Cizîr Bölgesi Kadın Meclisi Başkanı Evîn Paşo, Kadın Koruma Evi sisteminin amacını ve önemini şöyle değerlendirdi: "Rojava Kürdistan Devrimi'nde kadınlar ve gençler, kadınları şiddetten korumak için geliştirdikleri projelerle önemli rol oynadılar. Özyönetim organlarından biri olan Kadın Meclisi'nin amacı, Özyönetim sistemi içerisinde, kurum ve kuruluşlarda ve ayrıca toplumda kadınların sorunlarına yanıt vermek ve çözüm bulmaktır. Meclisin kuruluşundan bu yana temel görevlerinden biri toplumun meşru gördüğü şiddete karşı kadın koruma evlerini inşa etmektir. Amacımız sadece bu kadınları korumak, onlara bir yer sağlamak ve yaşamsal ihtiyaçlarını sağlamak değildir, aynı zamanda onları geliştirmeyi ve güçlendirmeyi de hedefledik. Onlarca kadın, Kadın Koruma Evi'ne girdiğinde okuma yazma bilmiyordu, onlara eğitim verdik.
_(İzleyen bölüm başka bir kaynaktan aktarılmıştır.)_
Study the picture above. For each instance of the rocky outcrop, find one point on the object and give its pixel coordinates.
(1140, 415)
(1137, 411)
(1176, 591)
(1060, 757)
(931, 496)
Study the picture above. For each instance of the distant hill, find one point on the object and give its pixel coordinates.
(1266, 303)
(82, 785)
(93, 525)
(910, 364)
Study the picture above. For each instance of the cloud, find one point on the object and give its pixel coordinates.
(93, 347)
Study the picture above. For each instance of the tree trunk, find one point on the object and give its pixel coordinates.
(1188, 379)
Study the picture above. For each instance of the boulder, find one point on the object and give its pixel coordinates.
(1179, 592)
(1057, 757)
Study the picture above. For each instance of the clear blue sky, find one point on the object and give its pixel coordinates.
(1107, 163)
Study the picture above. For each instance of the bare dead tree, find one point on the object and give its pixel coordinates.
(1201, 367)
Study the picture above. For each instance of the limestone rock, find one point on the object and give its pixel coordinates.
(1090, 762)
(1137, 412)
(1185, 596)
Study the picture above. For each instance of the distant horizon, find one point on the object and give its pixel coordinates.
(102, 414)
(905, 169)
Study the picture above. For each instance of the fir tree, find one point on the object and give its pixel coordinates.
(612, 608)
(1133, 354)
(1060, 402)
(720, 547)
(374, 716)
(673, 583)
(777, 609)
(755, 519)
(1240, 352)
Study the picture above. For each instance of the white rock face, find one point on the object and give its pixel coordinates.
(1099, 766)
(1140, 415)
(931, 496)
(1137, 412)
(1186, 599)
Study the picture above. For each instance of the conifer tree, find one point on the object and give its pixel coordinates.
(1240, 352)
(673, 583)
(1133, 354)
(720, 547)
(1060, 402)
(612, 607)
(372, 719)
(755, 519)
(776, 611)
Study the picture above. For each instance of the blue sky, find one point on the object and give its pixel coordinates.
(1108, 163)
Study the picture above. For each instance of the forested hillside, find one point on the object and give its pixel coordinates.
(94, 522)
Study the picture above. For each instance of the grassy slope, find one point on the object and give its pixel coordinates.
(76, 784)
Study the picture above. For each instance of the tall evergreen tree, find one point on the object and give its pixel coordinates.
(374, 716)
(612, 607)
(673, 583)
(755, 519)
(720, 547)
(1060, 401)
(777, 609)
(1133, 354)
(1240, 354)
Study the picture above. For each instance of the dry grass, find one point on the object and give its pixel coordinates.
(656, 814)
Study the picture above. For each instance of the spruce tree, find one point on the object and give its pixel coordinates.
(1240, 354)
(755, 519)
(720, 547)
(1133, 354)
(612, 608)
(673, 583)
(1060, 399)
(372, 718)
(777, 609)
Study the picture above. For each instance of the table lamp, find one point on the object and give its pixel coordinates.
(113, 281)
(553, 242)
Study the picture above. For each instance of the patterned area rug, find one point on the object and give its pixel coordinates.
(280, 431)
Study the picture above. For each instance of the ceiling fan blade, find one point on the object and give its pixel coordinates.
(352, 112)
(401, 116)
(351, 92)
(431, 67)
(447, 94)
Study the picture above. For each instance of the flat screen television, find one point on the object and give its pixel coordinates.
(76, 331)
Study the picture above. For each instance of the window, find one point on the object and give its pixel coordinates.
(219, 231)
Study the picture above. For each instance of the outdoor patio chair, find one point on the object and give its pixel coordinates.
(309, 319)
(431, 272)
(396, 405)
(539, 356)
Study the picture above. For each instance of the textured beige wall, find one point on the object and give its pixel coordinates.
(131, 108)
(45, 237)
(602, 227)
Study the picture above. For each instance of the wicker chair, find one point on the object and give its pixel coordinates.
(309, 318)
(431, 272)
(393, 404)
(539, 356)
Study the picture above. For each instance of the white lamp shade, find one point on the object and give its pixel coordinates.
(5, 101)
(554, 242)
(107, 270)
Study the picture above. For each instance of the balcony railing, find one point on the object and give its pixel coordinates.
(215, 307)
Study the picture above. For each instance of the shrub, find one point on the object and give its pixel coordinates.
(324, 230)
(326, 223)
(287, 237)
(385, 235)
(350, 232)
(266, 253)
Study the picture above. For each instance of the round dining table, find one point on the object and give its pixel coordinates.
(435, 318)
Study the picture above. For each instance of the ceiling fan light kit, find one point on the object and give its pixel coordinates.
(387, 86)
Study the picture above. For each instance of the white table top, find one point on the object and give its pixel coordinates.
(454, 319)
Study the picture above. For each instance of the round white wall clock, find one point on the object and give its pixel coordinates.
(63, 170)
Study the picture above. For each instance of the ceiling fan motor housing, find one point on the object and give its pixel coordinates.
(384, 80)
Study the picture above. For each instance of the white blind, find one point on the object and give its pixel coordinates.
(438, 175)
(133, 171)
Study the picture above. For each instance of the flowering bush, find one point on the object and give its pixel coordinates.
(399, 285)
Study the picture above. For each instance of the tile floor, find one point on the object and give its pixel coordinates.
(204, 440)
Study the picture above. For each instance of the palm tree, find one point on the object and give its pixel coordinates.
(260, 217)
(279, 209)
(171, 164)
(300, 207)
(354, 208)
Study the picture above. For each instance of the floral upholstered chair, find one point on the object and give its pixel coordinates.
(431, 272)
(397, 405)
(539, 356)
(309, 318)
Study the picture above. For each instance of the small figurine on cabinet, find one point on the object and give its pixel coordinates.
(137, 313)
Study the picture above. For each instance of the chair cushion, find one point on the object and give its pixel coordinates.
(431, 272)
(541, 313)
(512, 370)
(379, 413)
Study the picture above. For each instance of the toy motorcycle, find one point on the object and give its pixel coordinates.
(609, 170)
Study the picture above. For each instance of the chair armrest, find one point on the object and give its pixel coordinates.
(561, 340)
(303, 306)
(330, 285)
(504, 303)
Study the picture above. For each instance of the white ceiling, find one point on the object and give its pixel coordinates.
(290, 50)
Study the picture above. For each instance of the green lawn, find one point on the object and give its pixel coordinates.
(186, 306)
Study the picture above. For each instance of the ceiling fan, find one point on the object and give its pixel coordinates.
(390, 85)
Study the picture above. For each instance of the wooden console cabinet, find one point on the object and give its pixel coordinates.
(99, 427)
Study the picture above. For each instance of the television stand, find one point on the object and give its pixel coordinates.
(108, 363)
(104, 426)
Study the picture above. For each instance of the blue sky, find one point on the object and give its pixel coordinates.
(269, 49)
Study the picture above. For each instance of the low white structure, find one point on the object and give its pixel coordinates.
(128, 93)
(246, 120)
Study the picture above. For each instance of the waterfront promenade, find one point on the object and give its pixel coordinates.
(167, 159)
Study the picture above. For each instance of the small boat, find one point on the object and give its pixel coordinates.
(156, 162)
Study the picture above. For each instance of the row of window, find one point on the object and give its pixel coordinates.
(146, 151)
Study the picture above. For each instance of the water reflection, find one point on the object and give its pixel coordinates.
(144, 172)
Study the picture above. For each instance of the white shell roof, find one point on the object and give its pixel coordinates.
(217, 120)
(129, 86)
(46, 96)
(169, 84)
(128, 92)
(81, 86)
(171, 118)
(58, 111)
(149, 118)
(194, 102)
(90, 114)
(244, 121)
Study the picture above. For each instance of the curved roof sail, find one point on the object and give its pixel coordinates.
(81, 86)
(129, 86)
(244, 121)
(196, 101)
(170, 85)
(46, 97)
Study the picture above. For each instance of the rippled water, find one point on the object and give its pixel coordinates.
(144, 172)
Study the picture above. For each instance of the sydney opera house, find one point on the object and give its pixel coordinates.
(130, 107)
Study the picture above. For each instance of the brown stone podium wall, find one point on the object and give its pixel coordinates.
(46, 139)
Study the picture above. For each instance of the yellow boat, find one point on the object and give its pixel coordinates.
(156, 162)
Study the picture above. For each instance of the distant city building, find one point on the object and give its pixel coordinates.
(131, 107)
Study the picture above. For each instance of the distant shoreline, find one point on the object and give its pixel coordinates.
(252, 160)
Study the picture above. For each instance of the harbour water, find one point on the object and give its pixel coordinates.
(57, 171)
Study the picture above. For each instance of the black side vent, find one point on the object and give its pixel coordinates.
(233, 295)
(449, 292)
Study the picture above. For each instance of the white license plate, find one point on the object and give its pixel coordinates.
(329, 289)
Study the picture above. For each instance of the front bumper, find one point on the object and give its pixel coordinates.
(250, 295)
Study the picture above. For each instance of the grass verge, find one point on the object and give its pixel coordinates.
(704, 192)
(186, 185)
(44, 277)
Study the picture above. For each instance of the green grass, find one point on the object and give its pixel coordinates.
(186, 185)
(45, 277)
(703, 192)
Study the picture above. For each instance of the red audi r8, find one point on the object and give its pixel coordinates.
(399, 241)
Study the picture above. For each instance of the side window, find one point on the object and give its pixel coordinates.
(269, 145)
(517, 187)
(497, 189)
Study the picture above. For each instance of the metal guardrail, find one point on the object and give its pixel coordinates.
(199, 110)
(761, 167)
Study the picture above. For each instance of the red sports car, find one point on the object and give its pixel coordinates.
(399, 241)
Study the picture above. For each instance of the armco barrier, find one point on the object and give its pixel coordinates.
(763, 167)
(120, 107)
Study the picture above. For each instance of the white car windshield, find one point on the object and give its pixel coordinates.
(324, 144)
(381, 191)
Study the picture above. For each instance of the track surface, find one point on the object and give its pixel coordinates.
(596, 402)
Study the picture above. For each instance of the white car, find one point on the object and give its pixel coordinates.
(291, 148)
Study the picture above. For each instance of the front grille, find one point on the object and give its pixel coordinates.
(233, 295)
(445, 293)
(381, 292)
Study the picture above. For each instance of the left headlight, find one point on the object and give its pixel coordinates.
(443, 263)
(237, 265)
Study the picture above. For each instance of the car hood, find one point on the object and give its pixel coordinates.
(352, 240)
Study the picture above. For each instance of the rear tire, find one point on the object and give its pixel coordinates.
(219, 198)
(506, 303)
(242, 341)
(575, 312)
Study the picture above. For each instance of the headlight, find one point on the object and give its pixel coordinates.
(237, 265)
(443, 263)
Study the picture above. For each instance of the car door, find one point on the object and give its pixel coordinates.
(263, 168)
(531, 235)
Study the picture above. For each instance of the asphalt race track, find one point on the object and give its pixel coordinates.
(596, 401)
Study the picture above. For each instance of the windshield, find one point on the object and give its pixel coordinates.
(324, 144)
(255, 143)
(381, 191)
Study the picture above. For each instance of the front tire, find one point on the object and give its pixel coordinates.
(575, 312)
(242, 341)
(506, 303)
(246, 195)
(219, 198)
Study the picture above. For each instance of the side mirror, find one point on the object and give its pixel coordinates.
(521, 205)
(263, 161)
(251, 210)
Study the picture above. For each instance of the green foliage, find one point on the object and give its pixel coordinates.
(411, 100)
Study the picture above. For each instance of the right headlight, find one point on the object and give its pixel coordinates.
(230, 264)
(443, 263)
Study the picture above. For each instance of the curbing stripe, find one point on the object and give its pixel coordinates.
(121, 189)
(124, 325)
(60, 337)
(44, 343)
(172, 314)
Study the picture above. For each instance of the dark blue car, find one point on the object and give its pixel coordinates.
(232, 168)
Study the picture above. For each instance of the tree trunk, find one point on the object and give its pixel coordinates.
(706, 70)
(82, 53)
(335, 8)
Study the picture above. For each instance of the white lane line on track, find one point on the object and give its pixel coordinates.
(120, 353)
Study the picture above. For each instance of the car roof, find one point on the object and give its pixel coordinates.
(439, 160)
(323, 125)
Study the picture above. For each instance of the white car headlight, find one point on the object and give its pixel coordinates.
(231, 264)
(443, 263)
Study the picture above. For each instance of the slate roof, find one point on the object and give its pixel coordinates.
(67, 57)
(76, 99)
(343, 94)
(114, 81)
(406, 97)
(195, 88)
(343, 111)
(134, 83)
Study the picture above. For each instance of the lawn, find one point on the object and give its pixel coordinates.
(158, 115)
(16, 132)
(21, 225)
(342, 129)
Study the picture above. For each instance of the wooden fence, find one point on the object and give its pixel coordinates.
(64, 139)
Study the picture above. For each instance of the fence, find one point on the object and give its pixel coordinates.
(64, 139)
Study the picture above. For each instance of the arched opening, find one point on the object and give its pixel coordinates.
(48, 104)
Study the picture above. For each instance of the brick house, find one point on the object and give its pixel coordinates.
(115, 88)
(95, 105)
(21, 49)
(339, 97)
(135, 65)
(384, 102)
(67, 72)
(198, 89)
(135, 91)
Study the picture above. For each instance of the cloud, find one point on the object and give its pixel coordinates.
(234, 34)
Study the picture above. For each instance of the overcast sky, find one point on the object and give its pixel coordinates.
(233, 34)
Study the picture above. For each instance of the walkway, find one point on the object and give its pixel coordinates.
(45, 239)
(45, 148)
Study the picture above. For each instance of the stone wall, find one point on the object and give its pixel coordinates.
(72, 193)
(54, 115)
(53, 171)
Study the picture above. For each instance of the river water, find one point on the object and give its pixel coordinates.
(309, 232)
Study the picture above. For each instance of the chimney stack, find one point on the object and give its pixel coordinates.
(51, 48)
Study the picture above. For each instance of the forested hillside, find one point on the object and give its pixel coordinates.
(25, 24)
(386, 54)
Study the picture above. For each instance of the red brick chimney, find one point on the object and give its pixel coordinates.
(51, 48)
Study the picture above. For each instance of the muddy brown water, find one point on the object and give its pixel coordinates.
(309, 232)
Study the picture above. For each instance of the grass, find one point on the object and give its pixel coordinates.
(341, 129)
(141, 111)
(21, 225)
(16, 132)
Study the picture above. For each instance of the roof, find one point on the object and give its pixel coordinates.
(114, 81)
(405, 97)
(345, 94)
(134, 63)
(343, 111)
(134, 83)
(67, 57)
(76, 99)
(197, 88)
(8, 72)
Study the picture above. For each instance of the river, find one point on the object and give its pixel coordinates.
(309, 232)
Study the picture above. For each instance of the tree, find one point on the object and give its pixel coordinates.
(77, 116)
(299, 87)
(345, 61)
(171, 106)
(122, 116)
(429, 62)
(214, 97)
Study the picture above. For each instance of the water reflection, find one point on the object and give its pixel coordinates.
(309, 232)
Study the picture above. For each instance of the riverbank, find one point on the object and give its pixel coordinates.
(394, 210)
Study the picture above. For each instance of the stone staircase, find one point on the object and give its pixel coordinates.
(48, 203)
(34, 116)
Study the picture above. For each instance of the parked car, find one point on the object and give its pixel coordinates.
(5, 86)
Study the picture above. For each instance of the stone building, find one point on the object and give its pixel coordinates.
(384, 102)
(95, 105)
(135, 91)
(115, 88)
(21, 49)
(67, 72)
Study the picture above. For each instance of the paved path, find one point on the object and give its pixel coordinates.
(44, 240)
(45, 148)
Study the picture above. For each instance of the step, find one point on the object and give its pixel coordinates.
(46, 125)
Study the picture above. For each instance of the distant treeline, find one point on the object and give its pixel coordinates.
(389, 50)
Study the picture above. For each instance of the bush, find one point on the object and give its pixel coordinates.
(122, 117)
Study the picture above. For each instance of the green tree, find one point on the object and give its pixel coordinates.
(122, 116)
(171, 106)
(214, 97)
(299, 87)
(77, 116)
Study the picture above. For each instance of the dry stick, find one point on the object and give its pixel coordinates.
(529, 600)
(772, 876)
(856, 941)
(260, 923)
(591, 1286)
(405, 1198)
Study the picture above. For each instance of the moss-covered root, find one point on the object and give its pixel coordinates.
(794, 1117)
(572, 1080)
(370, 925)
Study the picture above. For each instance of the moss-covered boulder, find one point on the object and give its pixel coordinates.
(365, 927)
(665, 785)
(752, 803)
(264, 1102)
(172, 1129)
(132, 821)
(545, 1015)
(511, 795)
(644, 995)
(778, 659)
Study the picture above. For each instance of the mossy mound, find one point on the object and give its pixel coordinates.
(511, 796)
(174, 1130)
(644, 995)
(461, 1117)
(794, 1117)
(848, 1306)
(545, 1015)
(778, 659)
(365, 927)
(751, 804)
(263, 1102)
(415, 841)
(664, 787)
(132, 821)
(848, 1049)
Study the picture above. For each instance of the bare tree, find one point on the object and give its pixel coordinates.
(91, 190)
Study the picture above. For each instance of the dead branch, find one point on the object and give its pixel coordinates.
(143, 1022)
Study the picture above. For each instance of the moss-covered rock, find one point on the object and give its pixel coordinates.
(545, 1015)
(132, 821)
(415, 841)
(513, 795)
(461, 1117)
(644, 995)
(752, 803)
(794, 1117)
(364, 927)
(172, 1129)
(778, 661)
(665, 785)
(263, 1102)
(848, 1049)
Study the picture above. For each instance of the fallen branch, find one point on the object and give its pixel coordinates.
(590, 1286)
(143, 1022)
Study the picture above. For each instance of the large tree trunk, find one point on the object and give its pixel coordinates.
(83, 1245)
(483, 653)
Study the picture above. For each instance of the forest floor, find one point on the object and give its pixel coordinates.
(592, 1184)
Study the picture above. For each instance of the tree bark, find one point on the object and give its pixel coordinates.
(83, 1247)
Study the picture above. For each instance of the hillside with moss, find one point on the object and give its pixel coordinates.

Ayrıca bilinçlendirme eğitimleri verilmekte, aynı zamanda sanat ve el sanatlarını geliştirme fırsatları da bulunmaktadır. Biz istiyoruz ki bu kadınlar normal hayatlarına devam edebilsinler, aileleri onlara sahip çıkmazsa Kadın Meclisi, Kongra Star ve Kadın Güvenliği onlara aile olabilir. Diğer isteğimiz ise kendilerine güvenebilmeleri ve kendilerini destekleyebilmeleridir."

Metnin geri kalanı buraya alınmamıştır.